During the same session, Randy Hillier, who is running for the leadership of the Progressive Conservative Party, said Bill 141 was yet another "unproductive, counterproductive" and burdensome regulation that have been "choking off prosperity." Mr Hillier lamented that legislators seemed to be "chasing our tails all the time over insignificant, incremental regulatory creep."

NDP health critic France Gélinas hailed the final version of the bill as a step towards better protecting patients in Ontario, though like Mr Marchese she too added that the province still had more to do. "Just remember that 50% of physicians graduated in the bottom half of their class; 50% of nurses graduated in the bottom half of their class," she said, as representatives from the CPSO looked on. "The colleges are there so that there are no unqualified and incompetent people practising in Ontario. Their role is so important that it should go without saying that as a member of such a college, you have a duty to your college, because that duty is to provide safe care to the people of Ontario."

The College of Physicians and Surgeons of Ontario welcomed the new law. "It is absolutely critical that the College have the tools it needs to ensure that doctors, taking care of patients in Ontario, have the skills and knowledge to do so safely and effectively," Dr Rayudu Koka, the CPSO's president, said in a release. "And, the public expects that a fundamental part of being a regulated health professional includes that kind of oversight."

Get Canadian Medicine news by email or in an RSS reader

4 comments:

  1. sharonApril 8, 2009 at 5:30 PM

    Why does that picture of the health minister look like an actor from the movie "TRUMAN"????????????????

    P.S. "Peer" reviews are good :)

    Delete
  2. Ontario Hospital AssociationApril 21, 2009 at 11:38 AM

    You and your readers may be interested in knowing that the Ontario Hospital Association recently launched a website called myhospitalcare.ca to help the general public access easy-to-understand hospital performance information.

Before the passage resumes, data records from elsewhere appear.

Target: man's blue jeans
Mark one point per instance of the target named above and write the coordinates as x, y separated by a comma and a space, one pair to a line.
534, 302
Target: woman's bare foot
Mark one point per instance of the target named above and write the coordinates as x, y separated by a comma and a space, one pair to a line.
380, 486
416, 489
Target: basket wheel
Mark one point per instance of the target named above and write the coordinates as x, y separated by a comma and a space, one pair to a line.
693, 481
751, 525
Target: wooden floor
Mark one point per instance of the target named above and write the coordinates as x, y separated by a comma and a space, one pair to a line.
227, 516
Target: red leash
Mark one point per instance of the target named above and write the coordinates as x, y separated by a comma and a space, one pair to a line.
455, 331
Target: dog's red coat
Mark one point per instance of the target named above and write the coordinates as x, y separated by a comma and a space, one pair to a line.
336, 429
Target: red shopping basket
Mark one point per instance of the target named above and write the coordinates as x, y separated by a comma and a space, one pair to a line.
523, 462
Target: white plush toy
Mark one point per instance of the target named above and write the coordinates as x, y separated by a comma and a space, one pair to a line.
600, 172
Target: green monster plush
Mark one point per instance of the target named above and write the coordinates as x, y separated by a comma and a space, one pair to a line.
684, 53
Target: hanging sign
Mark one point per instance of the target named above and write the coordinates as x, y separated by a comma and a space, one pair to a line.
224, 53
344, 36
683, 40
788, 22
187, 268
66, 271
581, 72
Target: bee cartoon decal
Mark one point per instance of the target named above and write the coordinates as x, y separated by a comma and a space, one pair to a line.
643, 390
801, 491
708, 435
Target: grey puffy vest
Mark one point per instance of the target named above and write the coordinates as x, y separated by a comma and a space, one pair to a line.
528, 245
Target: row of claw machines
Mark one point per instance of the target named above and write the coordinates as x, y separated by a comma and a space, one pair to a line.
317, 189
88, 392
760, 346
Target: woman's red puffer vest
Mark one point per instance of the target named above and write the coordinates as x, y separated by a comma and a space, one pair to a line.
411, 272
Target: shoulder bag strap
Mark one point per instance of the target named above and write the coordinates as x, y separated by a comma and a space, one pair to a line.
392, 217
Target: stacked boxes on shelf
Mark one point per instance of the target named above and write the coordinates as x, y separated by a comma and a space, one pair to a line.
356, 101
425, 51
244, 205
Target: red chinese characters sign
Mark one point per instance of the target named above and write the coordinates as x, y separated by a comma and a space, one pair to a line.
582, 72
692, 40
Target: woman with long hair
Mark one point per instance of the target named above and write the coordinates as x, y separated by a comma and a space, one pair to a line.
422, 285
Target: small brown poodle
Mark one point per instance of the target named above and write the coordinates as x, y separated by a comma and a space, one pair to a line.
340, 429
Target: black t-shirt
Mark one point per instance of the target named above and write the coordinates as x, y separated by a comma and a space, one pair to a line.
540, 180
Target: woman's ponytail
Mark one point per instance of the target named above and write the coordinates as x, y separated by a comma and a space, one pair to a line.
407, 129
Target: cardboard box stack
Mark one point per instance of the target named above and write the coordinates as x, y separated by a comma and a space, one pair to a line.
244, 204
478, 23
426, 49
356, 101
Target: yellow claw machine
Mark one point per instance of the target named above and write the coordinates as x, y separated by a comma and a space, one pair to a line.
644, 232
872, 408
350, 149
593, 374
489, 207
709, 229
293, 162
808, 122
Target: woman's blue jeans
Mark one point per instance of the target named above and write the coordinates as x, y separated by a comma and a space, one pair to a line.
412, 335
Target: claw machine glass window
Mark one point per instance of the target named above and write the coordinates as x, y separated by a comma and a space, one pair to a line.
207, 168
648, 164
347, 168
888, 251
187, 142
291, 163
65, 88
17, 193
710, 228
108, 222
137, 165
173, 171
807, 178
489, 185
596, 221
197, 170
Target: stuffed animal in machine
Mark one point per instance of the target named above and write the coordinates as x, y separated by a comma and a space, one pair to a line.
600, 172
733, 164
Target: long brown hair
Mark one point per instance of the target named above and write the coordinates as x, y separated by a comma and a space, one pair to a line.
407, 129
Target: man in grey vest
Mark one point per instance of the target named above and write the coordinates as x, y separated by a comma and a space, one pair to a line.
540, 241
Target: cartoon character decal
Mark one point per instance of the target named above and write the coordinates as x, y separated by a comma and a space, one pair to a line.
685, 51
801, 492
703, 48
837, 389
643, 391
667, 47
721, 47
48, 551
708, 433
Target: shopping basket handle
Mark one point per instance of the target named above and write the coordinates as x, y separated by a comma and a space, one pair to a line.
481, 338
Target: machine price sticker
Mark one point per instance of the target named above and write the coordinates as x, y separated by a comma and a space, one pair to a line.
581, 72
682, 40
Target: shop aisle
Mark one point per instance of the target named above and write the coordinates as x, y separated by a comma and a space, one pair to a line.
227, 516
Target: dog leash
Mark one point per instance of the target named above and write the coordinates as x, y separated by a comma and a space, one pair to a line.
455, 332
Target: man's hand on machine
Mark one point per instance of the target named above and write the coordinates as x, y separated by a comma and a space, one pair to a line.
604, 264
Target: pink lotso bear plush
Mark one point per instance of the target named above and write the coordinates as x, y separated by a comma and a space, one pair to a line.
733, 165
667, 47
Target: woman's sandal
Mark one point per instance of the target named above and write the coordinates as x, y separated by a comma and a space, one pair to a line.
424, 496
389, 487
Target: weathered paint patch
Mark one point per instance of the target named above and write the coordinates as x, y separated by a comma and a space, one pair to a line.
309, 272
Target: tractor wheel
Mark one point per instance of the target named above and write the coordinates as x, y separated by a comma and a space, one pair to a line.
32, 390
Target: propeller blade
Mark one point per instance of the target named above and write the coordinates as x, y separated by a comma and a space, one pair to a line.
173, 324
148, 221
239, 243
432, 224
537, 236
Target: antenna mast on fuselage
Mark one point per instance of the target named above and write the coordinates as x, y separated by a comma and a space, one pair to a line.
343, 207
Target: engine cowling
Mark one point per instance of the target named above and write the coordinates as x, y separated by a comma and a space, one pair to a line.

You can learn more by visiting the website at http://www.myhospitalcare.ca, checking out the Toronto Star article on this website at http://www.thestar.com/Comment/article/619279, or joining us for our webinar on April 29th where OHA's President and CEO Tom Closson will show you how easy it is for patients to learn more about their local hospitals. Interested participants can register at https://secure.e-RegisterNow.com/cgi-bin/mkpayment.cgi?MID=738&state=step2direct&event=500000022357861

    Delete
  3. sharonApril 21, 2009 at 12:51 PM

    RE: the OHA website

    In checking the scores against a hospital performance pattern I am familiar with... I would say "well done".

    It will be interesting to see if more indicators are included in the future.

    Delete
  4. Mitchell SexnerOctober 15, 2013 at 12:36 AM

    I think this movement is very positive which allows a live observation of doctors while they are hard at work. The observing authority would then get to see there and then all the necessary procedures which they wish to witness in person. Any medical malpractice or surgical error that might have either been intentionally or non-intentionally concealed will then be revealed and corrective work action can be implemented as soon as possible to prevent any further damages.